Eu arranjei um pedaço de pano preto bem comprido que usei para cobrir todo o meu rosto até a nuca e, a extensa parte que restou, enfiei para dentro da camisa desbotada, sendo que ficaria difícil me identificar, mesmo para alguém que me conhecesse há anos, mas, enquanto dentro do carro, mantive ele abaixado. Sem dúvida eu não faria nada de bom. Se as ruas estavam vazias antes, agora se podia dizer que não haviam nem carros nem pessoas, muito menos nos bairros pelos quais passei tentando evitar o Centro da cidade. Mal notei que dirigia há quase uma hora antes de estacionar o carro em frente à mesma casa na qual estacionei dois ou três dias antes: a minha. Parecia tranquila, com as janelas e cortinas fechadas e o silêncio que fazia no bairro como um todo, mesmo sendo ainda umas quatro horas da tarde.

Até que comecei a sentir um medo repentino. Acabei sendo levado, mais uma vez, para aquele lugar, por ter me deixado ser facilmente movido pelos meus impulsos mais primitivos e agora não fazia ideia de como arcar com as consequências do que eu planejava executar em seguida. Sabe quando se vai fazer uma prova importante, se prepara para ela durante meses, chega mais cedo, mas sente uma dor de insegurança no estômago? Era isso que eu sentia e me deu vontade de voltar para trás. Mas aí saquei o quanto aquilo era importante para mim e continue parado em frente à casa por mais alguns minutos, esperando algo acontecer.

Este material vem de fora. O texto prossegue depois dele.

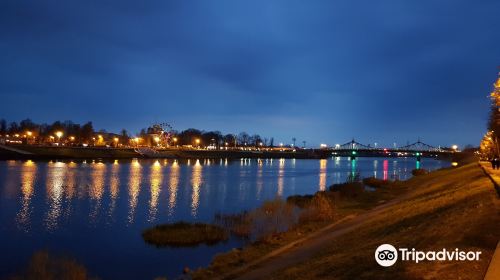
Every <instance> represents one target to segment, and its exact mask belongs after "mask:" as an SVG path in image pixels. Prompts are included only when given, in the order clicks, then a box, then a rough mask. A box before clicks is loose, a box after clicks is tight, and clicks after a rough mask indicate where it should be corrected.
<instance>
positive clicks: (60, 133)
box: [56, 131, 63, 142]
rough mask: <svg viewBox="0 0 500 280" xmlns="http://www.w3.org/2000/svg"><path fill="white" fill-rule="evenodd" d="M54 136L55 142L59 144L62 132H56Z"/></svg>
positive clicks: (62, 133)
mask: <svg viewBox="0 0 500 280" xmlns="http://www.w3.org/2000/svg"><path fill="white" fill-rule="evenodd" d="M56 136H57V142H61V137H62V136H63V132H62V131H57V132H56Z"/></svg>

Eu já comentei momentos atrás sobre meu principal vício, o porque dele não importa para a história, mas havia sido por conta desse fato que, naquele dia, como em vários outros, eu não estive presente. E eu me arrependi amargamente. Disso você já sabe e eu não sei por qual motivo estou adiando tanto assim o fim da história. Acho que não sei ao certo por onde começar...

Bom, depois que as músicas terminaram, eu desliguei o rádio e tentei me concentrar numa Brasília que acabou de estacionar um pouco à frente da onde eu esperava, num outro quarteirão. Eu estava quase que totalmente só ali então não era muito difícil eu me distrair por qualquer coisa, ainda mais com dois homens de jaqueta preta e botinas gastas que vinham na direção do imóvel, um deles com o rosto tapado. Recordei das marcas de lama no formato de botinas pelos arredores da casa. Depois percebi que, um dos dois, o que usava a máscara, trazia algum objeto debaixo da manga da jaqueta, enquanto que o outro fumava um cigarro, sem a máscara. Em momento algum eles trocaram palavras entre si, mas o do cigarro parecia murmurar algo. Notei que, o mesmo que sussurrava, tinha um volume na cintura, que estava coberta. Me lembrei dos furos no rosto e corpo de Michele causados por um revólver qualquer.

Desviei o olhar, mas não pensei duas vezes para abrir o porta-luvas e pegar a semi-automática. Olhei para ela por alguns minutos e a apoiei no volante do carro, mirando no painel. Não sei muito sobre armas, só o que vi nos filmes, então puxei o ferrolho na esperança de que ela fosse carregada. Respirei profundamente umas três ou quatro vezes e, quando voltei meus olhos para a porta de entrada, vi que o que tinha o rosto coberto acabava de quebrar a janela da porta basculante com o pé de cabra que guardava debaixo da jaqueta e que o outro jogou o cigarro no asfalto e colocou seu disfarce, bem despreocupado com qualquer um que pudesse estar vendo. Aposto com você que me senti como o James Stuart no Janela Indiscreta. Mas, por fim, contrariando Hitchcock, levantei o pano negro para cobrir minha face até a altura das bochechas, fortaleci o nó e me levantei do carro.